Here is my proof (existence only):
Proof: If $x = 0$ let $n = 0$. If $x > 0$, then $x = \frac{a}{b}$ such that $a, b$ are positive integers. By Euclidean algorithm we know that there exists $p, r$ such that $p>0$ and $0 \leq r < b$ and $a = pb + r$. Then we have $\frac{a}{b} = p + \frac{r}{b}$, which means $p \leq \frac{a}{b} < p+1$. Let $n = p$ we get the inequality.
If $x < 0$, $x$ can be represented as $-\frac{a}{b}$ and $a, b$ are positive integers. Since we have already proved this case, we have $-(p+1)< -\frac{a}{b} \leq -p$. Let $n' = -(p+1)$ we get only $n' < x \leq n'+1$, not precisely the same thing.
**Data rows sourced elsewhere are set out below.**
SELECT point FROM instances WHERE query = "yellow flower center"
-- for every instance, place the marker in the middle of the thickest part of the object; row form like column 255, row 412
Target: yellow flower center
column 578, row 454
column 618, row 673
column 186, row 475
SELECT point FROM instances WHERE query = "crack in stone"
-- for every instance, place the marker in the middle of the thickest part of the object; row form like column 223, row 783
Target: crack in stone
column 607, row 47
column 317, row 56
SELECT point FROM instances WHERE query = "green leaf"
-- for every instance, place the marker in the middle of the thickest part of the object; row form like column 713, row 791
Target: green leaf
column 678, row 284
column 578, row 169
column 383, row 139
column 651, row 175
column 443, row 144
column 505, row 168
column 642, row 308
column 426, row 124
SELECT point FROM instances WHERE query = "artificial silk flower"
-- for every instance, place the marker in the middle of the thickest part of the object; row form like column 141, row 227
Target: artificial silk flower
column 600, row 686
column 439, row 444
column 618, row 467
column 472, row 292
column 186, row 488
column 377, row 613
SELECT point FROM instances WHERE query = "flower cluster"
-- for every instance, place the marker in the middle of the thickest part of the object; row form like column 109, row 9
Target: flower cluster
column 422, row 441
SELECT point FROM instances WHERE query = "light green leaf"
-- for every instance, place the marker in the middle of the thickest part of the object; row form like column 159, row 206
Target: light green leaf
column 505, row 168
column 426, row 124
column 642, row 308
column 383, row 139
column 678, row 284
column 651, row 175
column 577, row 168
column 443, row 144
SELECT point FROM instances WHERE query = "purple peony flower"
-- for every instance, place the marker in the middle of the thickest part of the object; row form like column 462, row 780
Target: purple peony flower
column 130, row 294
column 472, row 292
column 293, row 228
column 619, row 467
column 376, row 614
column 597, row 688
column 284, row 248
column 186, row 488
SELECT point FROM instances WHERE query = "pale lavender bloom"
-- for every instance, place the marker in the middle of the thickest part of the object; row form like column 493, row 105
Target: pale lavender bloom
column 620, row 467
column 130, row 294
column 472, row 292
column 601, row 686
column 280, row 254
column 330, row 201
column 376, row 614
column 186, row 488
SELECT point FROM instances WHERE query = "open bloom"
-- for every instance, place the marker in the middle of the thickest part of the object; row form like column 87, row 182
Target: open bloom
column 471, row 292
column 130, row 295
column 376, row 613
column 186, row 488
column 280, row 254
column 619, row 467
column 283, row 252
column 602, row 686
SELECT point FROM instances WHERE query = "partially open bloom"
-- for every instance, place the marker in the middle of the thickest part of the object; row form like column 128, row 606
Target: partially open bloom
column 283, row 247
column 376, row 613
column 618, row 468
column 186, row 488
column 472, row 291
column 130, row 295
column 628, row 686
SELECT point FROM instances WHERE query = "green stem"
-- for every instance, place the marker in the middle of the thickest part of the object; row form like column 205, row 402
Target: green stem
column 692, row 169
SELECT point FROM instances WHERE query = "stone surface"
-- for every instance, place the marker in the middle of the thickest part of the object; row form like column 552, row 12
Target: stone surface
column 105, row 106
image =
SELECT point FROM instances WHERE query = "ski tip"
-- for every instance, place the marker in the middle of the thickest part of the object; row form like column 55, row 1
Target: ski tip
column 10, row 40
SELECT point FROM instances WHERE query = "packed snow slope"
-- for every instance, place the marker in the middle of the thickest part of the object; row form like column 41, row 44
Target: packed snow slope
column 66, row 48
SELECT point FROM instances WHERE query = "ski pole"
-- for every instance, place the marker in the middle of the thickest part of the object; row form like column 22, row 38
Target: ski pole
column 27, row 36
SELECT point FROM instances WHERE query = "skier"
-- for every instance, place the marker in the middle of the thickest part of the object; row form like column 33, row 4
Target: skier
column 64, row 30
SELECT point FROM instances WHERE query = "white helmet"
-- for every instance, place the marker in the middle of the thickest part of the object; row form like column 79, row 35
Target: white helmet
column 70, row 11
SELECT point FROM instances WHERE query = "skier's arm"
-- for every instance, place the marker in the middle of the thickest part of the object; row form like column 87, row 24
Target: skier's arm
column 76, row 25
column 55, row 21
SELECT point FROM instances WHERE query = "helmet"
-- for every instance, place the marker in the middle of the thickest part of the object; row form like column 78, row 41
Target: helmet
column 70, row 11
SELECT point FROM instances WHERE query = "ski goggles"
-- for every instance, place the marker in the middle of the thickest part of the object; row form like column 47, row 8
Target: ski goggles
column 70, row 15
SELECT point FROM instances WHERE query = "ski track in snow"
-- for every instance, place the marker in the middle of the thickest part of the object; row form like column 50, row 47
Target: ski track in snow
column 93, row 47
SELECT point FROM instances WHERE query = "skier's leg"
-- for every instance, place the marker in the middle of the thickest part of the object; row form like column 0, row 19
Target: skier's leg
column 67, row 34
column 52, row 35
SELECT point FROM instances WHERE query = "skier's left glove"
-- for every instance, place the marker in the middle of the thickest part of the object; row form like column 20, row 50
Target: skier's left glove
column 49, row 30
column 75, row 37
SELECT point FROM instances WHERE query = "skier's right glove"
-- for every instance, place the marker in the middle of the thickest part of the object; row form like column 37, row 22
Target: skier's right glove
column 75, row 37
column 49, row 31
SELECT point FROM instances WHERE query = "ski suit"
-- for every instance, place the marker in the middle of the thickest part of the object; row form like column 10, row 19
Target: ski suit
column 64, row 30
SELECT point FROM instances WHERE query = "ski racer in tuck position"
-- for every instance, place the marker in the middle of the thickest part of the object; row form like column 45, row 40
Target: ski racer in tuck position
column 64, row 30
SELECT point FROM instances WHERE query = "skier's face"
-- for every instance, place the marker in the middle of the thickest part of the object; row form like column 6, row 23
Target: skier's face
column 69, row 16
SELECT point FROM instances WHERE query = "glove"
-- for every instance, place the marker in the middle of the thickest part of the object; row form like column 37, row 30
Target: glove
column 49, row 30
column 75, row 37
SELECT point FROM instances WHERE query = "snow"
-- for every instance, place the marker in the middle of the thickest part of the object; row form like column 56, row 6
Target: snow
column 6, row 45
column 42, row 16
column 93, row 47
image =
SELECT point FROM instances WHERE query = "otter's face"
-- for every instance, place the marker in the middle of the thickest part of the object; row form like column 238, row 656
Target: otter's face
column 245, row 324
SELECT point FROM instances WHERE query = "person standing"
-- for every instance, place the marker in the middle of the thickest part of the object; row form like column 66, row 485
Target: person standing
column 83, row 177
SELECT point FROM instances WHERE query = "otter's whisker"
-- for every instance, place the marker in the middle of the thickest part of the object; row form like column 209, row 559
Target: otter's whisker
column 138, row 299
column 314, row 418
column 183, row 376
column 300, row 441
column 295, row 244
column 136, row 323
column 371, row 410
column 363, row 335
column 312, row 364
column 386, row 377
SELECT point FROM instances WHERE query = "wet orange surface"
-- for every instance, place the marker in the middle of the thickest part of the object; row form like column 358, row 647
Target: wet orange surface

Now we need to show the two inequalities $n' < x \leq n'+1 $ and $n \leq x < n+1$ are equivalent.
Since $x$ is given, the interval $(n', n'+1]$ is fixed. If $x \in (n', n'+1)$, let $n = n'$ we have $n \leq x < n+1$. If $x = n'+1$ let $n = n'+1$ we have $n \leq x < n+1$. In either case we have $n \leq x < n+1$, we finished the proof.
Could you help me to improve this proof? It seems not neatly enough. Thanks!
The following is an approach very similar to yours, but perhaps a little sleeker. Take a positive rational $r=\frac{a}{b}$, where $a$ and $b$ are positive integers. There are integers $\ge r$, for example $a$. Let $n$ be the smallest positive integer which is $\ge r$. Continue.